Schools to return to 5-day, in-person instruction


CHARLESTON — The West Virginia Department of Education decided, Tuesday, that students in pre-kindergarten through eighth grade will return to in-person instruction five days a week and those in ninth through 12th grades will attend five days a week in person for counties that are not red.

During a press conference Friday, Gov. Jim Justice said he wanted a return to in-person learning and asked the state school board to mandate that all counties send students in grades K-8 back to school full time, stating that COVID-19 cases, hospitalizations, and deaths have been dropping to the lowest point since November in the state due to vaccination efforts.

Following the state board’s actions, students in pre-K through eighth grade will attend in-person learning beginning March 3 regardless of the county’s color on the Department of Health Resources County Alert System map.

“The number one priority is having school safe. We understand all the concerns related to going back to school. We know teachers and school staff are working hard and are concerned about safety measures. But so are we, anybody thinks we are not concerned about the safety of our young people, they are wrong,” state BOE President Miller L. Hall said. “We are struggling as a country, we’re struggling, but we will make it through. We have got to be a team and I think in some ways we are fragmented. When you are fragmented, you don’t function well.”

Under the ruling, counties do not have the option to implement full countywide remote learning for Pre-K-8 students. The local county board of education still retains the authority to work with local health officials and to close individual classrooms or schools when a specific health need related to that classroom or school is identified.

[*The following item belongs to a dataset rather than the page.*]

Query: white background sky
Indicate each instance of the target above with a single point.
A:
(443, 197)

Such closures shall be of limited duration and related to the specific health need of the school or classroom. Teachers and staff will continue to provide essential student support services including meals, student engagement, all special education services, and support to at-risk students.

Counties that are utilizing classroom teachers to teach both in-person students and full-time students participating in locally designed virtual programs may submit a waiver request to the state superintendent to request the ability to conduct in-person instruction, four days per week to allow sufficient time to support full-time virtual students.

High schools will attend school in-person unless the county is red on the DHHR County Alert System Map but will go from in-person to remote learning the day after the county turns red on the map.

Parents will continue to have the ability to choose a virtual learning option for their children no matter the grade level.

The state board’s next meeting will be in Charleston on March 10.